All subjects (Table 6) were selected from two ongoing studies. The Collaborative Genetic Study of Nicotine Dependence (US) recruited subjects from three urban areas in the USA and the Nicotine Addiction Genetics (Australian) study collected subjects of European ancestry from Australia. Both studies used community-based recruitment and equivalent assessments were performed. Subjects who were identified as being smokers, using the criteria that they had smoked 100 or more cigarettes in their lifetimes, were queried in more detail using the FTND questionnaire. The US samples were enrolled at sites in St Louis, Detroit and Minneapolis, where a telephone screening of community-based subjects was used to determine whether subjects met criteria for case (current FTND ≥4) or control status. The study participants for the Australian sample were enrolled at the Queensland Institute of Medical Research in Australia, where families were identified from two cohorts of the Australian twin panel, which included spouses of the older of these two cohorts, for a total of approximately 12 500 families with information about smoking. The ancestry of the Australian samples is predominantly Anglo-Celtic and Northern European. The Institutional Review Boards approved both studies and all subjects provided informed consent to participate. Blood samples were collected from each subject for DNA analysis and submitted, together with electronic phenotypic and genetic data for both studies, to the National Institute on Drug Abuse (NIDA) Center for Genetic Studies, which manages the sharing of research data according to the guidelines of the National Institutes of Health.

Table 6
A summary of covariates and FTND scores in our sample: by definition, all control subjects scored 0 on the FTND (34)
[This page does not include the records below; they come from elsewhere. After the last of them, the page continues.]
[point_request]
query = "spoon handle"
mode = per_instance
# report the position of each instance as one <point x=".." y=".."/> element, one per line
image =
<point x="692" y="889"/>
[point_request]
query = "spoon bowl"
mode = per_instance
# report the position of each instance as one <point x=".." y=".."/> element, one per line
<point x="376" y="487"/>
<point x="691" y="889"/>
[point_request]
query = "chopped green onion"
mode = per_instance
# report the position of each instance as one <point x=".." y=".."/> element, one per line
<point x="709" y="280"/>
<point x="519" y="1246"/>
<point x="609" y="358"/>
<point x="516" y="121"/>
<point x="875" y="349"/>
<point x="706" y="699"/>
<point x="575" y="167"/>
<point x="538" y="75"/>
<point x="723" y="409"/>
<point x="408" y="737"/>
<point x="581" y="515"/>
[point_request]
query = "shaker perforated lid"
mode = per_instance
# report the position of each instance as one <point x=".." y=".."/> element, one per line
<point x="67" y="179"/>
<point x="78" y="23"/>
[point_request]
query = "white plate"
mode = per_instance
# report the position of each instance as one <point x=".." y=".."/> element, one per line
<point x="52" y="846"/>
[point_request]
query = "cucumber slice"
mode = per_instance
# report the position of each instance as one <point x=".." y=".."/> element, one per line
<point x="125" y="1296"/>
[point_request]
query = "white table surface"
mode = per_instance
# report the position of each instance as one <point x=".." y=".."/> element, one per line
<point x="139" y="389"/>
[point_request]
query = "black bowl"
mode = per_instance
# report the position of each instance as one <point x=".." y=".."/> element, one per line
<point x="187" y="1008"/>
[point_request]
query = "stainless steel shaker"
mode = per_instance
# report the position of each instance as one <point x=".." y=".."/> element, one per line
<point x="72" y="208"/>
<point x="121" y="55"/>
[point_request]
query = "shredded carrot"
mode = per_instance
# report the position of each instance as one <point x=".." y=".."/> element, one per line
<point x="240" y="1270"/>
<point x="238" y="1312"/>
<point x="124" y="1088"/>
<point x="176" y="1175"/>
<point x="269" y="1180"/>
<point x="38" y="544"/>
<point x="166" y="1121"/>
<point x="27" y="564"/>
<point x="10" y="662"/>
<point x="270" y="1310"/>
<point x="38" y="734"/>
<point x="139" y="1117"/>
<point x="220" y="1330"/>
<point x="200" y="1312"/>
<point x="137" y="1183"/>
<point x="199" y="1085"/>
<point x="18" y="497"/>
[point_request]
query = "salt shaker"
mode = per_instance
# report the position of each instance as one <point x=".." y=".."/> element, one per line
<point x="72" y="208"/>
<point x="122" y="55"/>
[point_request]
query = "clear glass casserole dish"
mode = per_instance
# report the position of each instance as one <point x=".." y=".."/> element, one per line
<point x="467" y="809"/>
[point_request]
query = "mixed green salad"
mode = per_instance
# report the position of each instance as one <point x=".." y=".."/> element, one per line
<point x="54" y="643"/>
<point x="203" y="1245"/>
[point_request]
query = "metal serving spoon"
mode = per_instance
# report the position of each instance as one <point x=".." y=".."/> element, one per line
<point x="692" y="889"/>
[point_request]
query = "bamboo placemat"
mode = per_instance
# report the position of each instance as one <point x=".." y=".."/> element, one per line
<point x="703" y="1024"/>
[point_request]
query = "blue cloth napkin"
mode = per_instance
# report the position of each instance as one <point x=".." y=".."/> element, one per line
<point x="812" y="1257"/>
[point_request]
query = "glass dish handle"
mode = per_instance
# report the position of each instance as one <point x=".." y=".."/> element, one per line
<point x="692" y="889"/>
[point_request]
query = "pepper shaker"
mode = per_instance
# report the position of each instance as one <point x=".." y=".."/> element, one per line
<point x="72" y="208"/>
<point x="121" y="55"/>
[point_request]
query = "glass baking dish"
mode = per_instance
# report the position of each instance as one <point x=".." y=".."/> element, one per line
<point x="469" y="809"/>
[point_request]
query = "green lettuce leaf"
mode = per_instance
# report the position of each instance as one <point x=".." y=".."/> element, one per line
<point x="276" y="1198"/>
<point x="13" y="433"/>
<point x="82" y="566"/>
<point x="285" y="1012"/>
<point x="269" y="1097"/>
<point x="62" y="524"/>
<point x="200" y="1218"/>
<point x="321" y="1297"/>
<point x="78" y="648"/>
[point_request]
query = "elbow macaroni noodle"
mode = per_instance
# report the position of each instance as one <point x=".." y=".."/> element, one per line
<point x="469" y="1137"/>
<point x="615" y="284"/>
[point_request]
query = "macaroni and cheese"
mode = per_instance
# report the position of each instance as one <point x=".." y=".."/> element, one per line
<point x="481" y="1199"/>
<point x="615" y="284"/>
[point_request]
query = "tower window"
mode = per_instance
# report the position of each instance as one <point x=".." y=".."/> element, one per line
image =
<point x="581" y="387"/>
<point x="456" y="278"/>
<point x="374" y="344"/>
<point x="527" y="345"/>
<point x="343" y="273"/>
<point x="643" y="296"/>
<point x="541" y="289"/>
Case subjects were required to score 4 or more on the FTND (36) during the heaviest period of cigarette smoking (the largest possible score is 10). This is a common criterion for defining nicotine dependence. Control subjects must have smoked 100 or more cigarettes in their lifetimes, yet never exhibited symptoms of nicotine dependence: they were smokers who scored 0 on the FTND during the heaviest period of smoking. By selecting controls that had a significant history of smoking, the genetic effects that are specific to nicotine dependence can be examined. Additional data from the Australian twin panel support this designation of a control status (23). In the US study, using the sample of 15 086 subjects who were determined to be smokers (smoked 100 or more cigarettes in their lifetimes) during the screening process, the prevalence of ‘nicotine dependence’ (FTND ≥ 4) was 46.4% and the prevalence of ‘smoking without nicotine dependence’ (FTND = 0) was 20.1%.

Candidate gene selection

The criteria for the selection of the candidate genes were based on known biology, correlations between nicotine dependence and other phenotypes and previous reports on the genetics of nicotine dependence and related traits. Genes were nominated by an expert committee of investigators from the NIDA Genetics Consortium (, with expertise in the study of nicotine and other substance dependence. These included classic genes that respond to nicotine, such as the nicotinic receptors, and other genes involved in the addictive process.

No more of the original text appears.